Despite a recent and abrupt change in leadership, the Brown University Orchestra sounded cohesive and melodic while rehearsing in Sayles Hall Monday evening for their upcoming concert. Entitled “The Russian Connection,” the concert will feature three pieces reflecting both stable and volatile eras in Russian history.
When creating a concert repertoire, Daniel Harp, teaching associate in music and interim conductor, considers the history behind each piece and develops a theme for the evening. With his emphasis on historical setting, Harp said he hopes his musicians not only learn their music but “live with it and make it their quest to understand its tone.”
With three pieces by composers Pyotr Tchaikovsky, Modest Mussorgsky and Dmitri Shostakovich — composed in vastly different time periods yet connected through a shared Russian history — the program is an ambitious undertaking. Each piece embodies the epoch in which it was written. Tchaikovsky and Mussorgsky, as Romantic period contemporaries, wrote during imperialist Russia, a relatively stable era. Tchaikovsky’s “Romeo and Juliet,” composed in 1869, is based on William Shakespeare’s play. Mussorgsky’s “The Khovansky Affair,” an opera, was written in the 1870s about political upheaval in 1682. The most contemporary work in the trio, Shostakovich’s Symphony No. 5 in D minor, was composed in 1937 in Soviet Russia during the height of Josef Stalin’s purges — and the music reflects it.
“The first two pieces are sweet and romantic, but Shostakovich’s symphony is dark and heavy, almost like you’re bearing this intense burden as you listen to it. But that’s the orchestra’s favorite style of music to play,” said Irene Tang ’19, concertmaster.
These pieces, while telling a musical history of Russia, have greater implications in the context of U.S. politics, Harp said. “As I listen to Shostakovich’s music, I hear it as a warning about political upheaval and the suppression of ideas that were pervasive in Soviet Russia,” he said. “It’s a warning about controlling the press, controlling the arts; it is really a cautionary tale of the kind of totalitarian ideology that can infiltrate a democracy.”

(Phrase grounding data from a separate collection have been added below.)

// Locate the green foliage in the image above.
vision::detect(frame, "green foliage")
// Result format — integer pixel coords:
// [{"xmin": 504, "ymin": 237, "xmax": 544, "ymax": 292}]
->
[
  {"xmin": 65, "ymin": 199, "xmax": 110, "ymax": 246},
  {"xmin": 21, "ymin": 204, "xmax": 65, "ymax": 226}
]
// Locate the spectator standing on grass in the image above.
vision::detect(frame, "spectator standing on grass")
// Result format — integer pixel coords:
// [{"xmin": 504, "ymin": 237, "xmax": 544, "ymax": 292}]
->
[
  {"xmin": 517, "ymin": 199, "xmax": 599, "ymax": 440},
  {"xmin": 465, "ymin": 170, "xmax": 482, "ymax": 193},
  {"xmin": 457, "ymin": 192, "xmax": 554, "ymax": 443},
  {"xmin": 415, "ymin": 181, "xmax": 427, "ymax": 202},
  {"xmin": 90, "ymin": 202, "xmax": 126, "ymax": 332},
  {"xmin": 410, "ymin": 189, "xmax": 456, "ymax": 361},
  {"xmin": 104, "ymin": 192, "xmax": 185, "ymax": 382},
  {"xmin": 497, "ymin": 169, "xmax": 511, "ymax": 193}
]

Since their last performance in October, the orchestra has seen a lot change — and an upheaval of their own. When Harp stepped in to replace former conductor Brandon Keith Brown after his sudden departure from his position, he not only had to quickly assemble the repertoire for the upcoming November concert, but also had to reunify the fractured orchestra. The orchestra recruited new students and urged musicians who left during Keith Brown’s brief tenure to return, according to Orchestra President Katie Rademacher ’19.
As the University searches for a permanent conductor, Rademacher is optimistic about the future of the orchestra. “We’ve all moved on,” she stated. “We’ve grown a lot closer, moods have been really high and we are (playing) really fun and exciting music. There will not be a dull moment in this concert.”
The concert will be held Thursday, Nov. 30 and again Friday, Dec. 1 at 8 p.m. in Sayles Hall.